From a POV perspective, the only notable misstep is the inclusion of Delaroche. We don't need him. He's literary filler. The things revealed in his chapters don't provide more depth to his character, and the story points they uncover are better left either unsaid, or shown later as they come to pass. He's a mustache twirling kind of villain, and we don't care what he's thinking. The book would be tighter without it. I liked being in all the other perspectives, and appreciated that Eloise, Richard and Amy all had different voices to bring to the table.
In terms of plot, nothing particularly revolutionary to uncover here. You know certain characters are safe by dint of history, and it's not even history you had to know ahead of time, as Eloise fills us in on enough to be certain of some things from the get go. Espionage and torture and the like are great when the stakes are higher.
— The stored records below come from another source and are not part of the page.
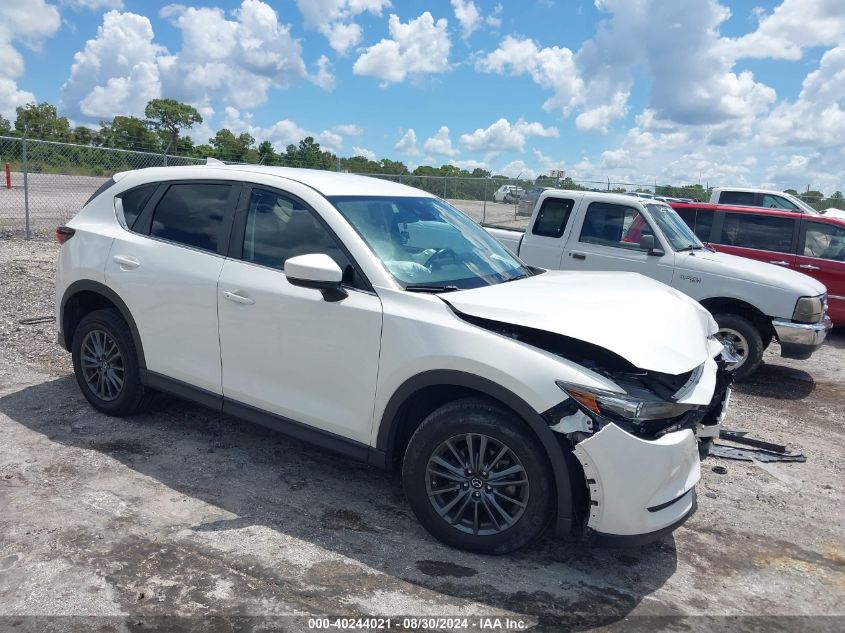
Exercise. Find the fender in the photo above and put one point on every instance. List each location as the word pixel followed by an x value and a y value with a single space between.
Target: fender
pixel 388 429
pixel 87 285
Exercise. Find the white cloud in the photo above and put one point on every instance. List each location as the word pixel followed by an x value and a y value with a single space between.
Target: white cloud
pixel 551 68
pixel 28 22
pixel 419 47
pixel 440 143
pixel 502 136
pixel 817 117
pixel 363 151
pixel 408 144
pixel 117 72
pixel 517 169
pixel 469 164
pixel 335 19
pixel 93 5
pixel 235 60
pixel 285 131
pixel 793 26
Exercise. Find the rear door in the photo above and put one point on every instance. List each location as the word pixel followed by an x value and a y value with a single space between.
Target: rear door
pixel 765 237
pixel 605 236
pixel 543 242
pixel 166 269
pixel 821 254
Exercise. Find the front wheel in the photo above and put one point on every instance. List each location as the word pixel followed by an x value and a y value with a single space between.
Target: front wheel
pixel 745 338
pixel 477 479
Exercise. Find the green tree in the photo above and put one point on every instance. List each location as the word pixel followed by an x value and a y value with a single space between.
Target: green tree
pixel 41 121
pixel 227 146
pixel 128 132
pixel 168 117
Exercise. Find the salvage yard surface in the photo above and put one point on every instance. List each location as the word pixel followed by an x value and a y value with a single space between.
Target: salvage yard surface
pixel 181 512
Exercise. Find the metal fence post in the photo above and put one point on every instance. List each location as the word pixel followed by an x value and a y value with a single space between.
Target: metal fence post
pixel 484 208
pixel 25 187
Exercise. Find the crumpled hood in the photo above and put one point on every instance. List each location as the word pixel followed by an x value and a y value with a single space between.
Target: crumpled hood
pixel 750 270
pixel 647 323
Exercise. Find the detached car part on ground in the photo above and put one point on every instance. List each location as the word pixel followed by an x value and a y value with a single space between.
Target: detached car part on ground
pixel 380 322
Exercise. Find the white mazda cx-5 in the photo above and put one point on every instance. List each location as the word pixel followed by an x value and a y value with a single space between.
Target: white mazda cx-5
pixel 378 321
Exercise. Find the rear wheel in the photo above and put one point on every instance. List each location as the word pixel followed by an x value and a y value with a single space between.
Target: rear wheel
pixel 745 338
pixel 477 479
pixel 105 363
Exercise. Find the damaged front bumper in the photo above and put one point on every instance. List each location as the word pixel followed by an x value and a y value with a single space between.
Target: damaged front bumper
pixel 639 489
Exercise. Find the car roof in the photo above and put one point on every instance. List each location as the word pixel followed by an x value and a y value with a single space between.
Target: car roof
pixel 328 183
pixel 755 211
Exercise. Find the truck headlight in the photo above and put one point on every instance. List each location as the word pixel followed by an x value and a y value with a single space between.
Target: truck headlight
pixel 609 404
pixel 809 309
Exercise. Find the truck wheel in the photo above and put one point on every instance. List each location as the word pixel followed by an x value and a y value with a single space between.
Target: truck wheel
pixel 745 338
pixel 106 364
pixel 477 479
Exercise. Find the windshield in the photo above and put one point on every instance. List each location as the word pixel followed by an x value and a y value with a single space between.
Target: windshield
pixel 426 243
pixel 674 228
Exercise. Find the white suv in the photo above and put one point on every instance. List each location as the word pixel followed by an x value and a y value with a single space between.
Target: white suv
pixel 378 321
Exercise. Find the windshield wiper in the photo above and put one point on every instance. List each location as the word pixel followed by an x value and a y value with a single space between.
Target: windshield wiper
pixel 427 288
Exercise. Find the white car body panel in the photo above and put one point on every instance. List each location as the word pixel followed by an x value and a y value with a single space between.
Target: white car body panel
pixel 614 460
pixel 334 366
pixel 576 305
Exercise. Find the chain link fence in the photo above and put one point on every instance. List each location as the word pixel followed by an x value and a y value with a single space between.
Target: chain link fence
pixel 46 183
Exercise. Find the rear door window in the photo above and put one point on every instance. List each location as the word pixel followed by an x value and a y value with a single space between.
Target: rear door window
pixel 761 232
pixel 553 216
pixel 741 198
pixel 192 214
pixel 824 241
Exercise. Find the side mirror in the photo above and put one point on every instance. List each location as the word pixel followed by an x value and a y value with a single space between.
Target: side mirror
pixel 318 271
pixel 649 245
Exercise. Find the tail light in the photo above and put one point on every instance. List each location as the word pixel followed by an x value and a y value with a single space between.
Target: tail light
pixel 64 233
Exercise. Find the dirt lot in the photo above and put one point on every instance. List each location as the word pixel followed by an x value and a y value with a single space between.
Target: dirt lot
pixel 179 512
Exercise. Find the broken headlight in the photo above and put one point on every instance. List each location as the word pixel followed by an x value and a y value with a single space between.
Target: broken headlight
pixel 612 405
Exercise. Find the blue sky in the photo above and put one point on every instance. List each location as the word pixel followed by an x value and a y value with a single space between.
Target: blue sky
pixel 667 90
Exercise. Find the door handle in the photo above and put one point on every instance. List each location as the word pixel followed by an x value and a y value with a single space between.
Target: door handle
pixel 234 296
pixel 126 262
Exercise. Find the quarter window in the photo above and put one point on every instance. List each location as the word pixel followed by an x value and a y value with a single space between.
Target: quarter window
pixel 279 227
pixel 824 241
pixel 552 217
pixel 761 232
pixel 134 202
pixel 191 214
pixel 777 202
pixel 614 225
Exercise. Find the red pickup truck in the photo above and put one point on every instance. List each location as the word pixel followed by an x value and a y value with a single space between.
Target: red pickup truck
pixel 814 245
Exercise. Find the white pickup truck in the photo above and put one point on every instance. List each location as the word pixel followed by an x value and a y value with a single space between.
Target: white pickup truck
pixel 753 302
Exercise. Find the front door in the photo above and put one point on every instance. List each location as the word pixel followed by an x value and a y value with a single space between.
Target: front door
pixel 608 239
pixel 284 348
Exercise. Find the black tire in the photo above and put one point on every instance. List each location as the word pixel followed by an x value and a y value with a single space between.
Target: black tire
pixel 476 417
pixel 130 397
pixel 753 342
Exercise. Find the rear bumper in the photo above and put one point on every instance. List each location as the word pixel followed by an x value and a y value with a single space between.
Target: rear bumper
pixel 639 489
pixel 800 340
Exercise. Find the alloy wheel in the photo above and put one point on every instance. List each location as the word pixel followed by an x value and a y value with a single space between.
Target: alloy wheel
pixel 477 484
pixel 102 365
pixel 738 341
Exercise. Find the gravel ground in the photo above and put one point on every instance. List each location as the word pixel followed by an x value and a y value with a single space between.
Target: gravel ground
pixel 179 512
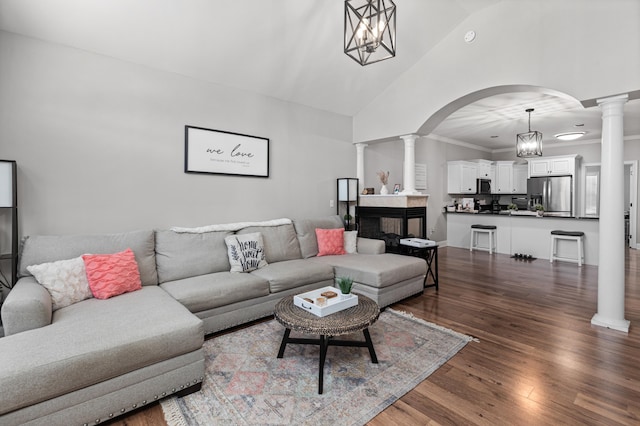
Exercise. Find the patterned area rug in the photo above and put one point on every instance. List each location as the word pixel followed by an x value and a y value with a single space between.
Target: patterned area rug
pixel 246 384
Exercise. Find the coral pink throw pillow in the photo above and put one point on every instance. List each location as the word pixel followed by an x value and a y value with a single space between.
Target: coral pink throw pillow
pixel 112 274
pixel 330 241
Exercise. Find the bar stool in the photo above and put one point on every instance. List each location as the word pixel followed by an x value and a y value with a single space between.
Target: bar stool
pixel 483 229
pixel 576 236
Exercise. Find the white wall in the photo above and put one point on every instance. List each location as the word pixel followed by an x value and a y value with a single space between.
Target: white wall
pixel 586 49
pixel 100 145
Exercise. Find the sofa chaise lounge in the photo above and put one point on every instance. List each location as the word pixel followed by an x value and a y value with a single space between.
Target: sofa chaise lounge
pixel 96 359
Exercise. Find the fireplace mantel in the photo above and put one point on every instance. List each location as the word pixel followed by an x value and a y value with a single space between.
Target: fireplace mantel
pixel 392 217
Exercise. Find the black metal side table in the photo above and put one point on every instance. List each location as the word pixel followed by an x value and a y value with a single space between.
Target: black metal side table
pixel 430 254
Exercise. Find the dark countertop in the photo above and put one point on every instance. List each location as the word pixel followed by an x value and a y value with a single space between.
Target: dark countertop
pixel 525 214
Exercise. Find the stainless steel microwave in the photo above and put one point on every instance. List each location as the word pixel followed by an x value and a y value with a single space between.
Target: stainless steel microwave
pixel 483 186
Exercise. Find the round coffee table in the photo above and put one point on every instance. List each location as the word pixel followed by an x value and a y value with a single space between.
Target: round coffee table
pixel 350 320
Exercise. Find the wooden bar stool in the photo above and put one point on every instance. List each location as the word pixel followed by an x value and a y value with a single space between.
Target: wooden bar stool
pixel 576 236
pixel 490 230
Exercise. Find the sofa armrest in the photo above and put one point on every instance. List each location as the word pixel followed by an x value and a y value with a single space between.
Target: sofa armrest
pixel 27 306
pixel 370 246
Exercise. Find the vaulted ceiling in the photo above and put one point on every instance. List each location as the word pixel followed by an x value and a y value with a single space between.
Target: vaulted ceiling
pixel 290 50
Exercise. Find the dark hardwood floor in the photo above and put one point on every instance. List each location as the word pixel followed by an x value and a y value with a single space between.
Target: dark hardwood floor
pixel 539 361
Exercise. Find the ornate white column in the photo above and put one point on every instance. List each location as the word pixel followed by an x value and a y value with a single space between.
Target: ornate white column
pixel 360 164
pixel 611 250
pixel 410 164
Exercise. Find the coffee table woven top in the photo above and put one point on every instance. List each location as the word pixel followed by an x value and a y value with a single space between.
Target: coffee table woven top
pixel 347 321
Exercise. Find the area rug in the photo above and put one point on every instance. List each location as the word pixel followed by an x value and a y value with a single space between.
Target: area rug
pixel 245 384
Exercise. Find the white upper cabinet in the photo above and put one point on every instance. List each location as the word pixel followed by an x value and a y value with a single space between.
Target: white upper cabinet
pixel 485 169
pixel 520 178
pixel 553 166
pixel 461 177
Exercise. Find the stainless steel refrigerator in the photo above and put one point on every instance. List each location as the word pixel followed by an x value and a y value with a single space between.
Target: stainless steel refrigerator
pixel 554 193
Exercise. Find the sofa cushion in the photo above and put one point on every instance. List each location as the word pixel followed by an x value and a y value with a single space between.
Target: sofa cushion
pixel 183 255
pixel 65 280
pixel 112 274
pixel 351 242
pixel 93 341
pixel 218 289
pixel 39 249
pixel 246 252
pixel 280 242
pixel 376 270
pixel 293 273
pixel 306 232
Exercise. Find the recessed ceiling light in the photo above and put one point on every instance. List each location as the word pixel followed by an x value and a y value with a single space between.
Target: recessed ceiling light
pixel 569 136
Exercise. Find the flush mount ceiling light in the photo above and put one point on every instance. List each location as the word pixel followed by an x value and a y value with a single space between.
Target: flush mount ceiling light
pixel 569 136
pixel 529 144
pixel 369 30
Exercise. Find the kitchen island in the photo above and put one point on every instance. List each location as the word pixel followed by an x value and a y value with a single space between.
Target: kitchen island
pixel 525 233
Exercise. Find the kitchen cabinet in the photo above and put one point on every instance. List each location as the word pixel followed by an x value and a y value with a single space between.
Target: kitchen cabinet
pixel 553 166
pixel 510 178
pixel 520 173
pixel 461 177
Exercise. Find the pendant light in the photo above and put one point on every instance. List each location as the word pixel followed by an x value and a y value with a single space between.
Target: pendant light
pixel 529 144
pixel 369 30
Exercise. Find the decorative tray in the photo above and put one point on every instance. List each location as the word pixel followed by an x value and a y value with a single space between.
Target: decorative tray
pixel 311 301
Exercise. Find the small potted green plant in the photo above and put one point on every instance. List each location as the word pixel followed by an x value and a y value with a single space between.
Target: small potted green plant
pixel 345 283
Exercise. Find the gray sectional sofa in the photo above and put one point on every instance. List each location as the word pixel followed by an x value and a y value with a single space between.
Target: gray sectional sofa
pixel 96 359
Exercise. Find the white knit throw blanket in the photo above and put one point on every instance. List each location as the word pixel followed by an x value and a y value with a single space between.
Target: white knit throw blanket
pixel 230 226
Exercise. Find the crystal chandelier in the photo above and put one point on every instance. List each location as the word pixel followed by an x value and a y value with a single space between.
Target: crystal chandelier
pixel 369 30
pixel 529 144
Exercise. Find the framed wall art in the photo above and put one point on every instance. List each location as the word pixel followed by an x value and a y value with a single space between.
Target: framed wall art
pixel 225 153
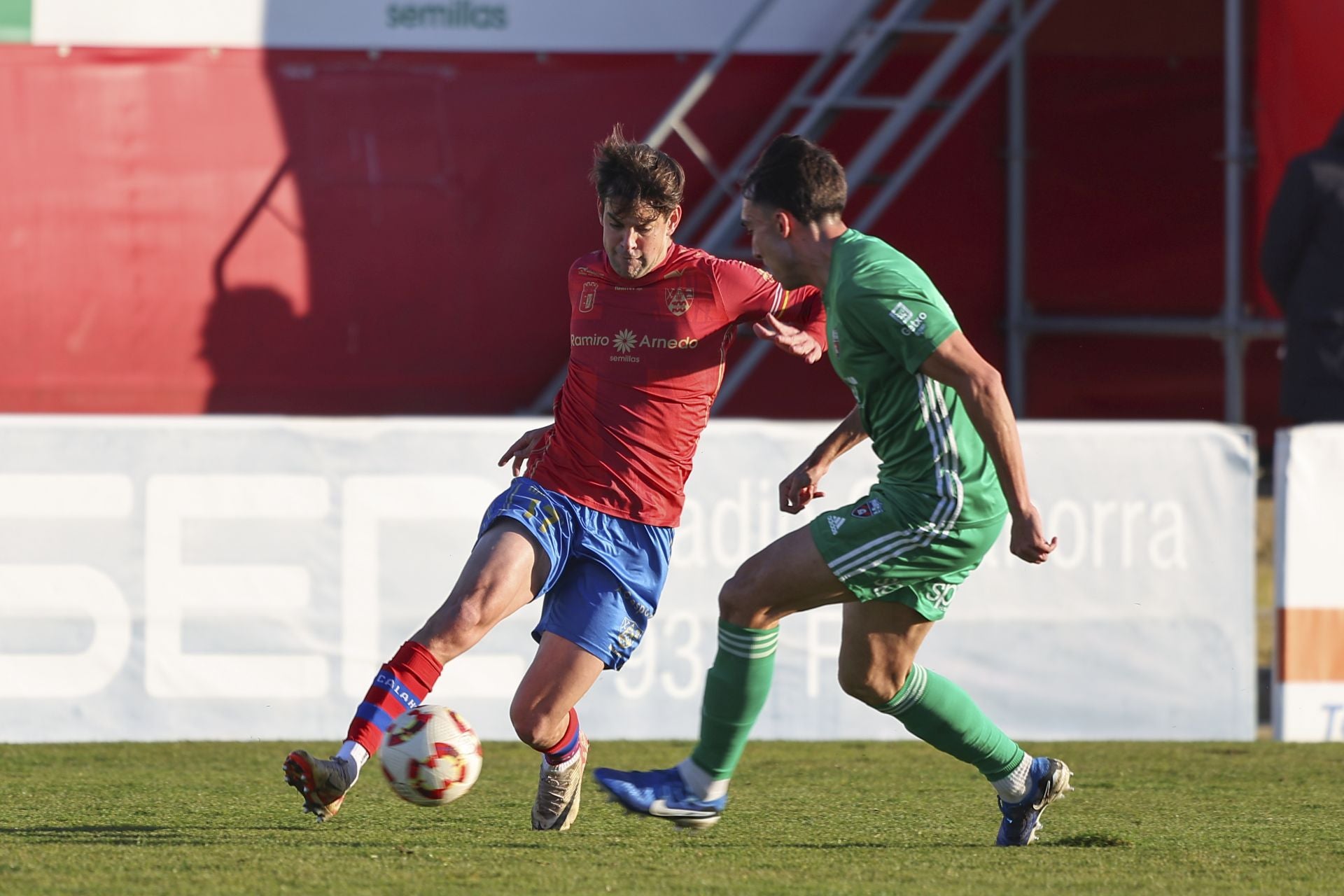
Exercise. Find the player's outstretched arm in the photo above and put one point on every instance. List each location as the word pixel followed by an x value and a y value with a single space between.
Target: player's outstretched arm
pixel 523 448
pixel 958 365
pixel 800 486
pixel 790 339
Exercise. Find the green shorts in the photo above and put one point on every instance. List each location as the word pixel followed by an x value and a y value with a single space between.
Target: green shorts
pixel 881 555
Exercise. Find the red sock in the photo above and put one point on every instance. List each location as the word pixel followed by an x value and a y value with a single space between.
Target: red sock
pixel 568 745
pixel 401 684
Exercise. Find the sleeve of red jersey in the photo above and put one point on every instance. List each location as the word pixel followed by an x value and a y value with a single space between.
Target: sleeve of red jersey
pixel 749 293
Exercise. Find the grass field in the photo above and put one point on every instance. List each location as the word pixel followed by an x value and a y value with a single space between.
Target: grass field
pixel 806 818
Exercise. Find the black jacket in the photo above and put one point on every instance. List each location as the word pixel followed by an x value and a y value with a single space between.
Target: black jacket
pixel 1303 261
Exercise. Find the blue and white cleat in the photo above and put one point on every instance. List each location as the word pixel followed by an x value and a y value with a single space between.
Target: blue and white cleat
pixel 1022 820
pixel 660 793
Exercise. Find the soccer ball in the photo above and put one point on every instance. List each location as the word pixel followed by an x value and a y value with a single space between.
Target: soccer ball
pixel 430 755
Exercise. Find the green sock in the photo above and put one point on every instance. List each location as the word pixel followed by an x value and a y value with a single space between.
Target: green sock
pixel 944 716
pixel 734 695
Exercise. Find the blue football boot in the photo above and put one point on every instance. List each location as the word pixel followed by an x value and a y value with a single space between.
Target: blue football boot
pixel 660 793
pixel 1047 782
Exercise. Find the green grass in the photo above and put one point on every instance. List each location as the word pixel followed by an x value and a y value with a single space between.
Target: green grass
pixel 806 818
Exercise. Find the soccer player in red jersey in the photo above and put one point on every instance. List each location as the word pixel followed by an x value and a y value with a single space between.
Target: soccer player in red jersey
pixel 590 524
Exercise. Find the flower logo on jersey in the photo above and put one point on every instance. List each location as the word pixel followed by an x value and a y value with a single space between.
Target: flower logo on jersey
pixel 910 323
pixel 628 636
pixel 679 301
pixel 625 340
pixel 873 507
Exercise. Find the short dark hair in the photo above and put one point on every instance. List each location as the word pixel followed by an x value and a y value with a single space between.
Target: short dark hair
pixel 629 175
pixel 800 178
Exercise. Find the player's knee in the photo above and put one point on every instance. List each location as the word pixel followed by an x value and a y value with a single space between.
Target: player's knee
pixel 534 726
pixel 869 685
pixel 454 626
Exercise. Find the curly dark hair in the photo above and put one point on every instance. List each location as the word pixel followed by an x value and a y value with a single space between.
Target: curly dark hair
pixel 631 176
pixel 800 178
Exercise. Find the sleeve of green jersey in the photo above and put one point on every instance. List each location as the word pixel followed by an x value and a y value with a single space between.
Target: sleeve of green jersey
pixel 906 323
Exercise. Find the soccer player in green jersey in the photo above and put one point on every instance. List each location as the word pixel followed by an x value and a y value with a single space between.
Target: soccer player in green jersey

I never really felt like there was much to lose with these characters, which reduces the impact of the story. It's also not terribly hard to figure out the identity of the Pink Carnation if you care to look for it. Willig utilizes the normal mystery tool of red herrings, but they are unlikely to fool anyone.
All that said, it's still a fun romp through Bonaparte's France. There's reasonable set up for the sequel, in particular in the modern story, as Eloise sets off with Colin for a weekend at the family estate at book's end. I liked the characters, Richard in particular, and it was a fun, easy read. I'm just not invested enough to continue. However, that may not be true for you, so feel free to give this one a whirl and see if it grabs you! I've heard tell that the series gets progressively better, so if you've got the time and desire to see it through, more power to you.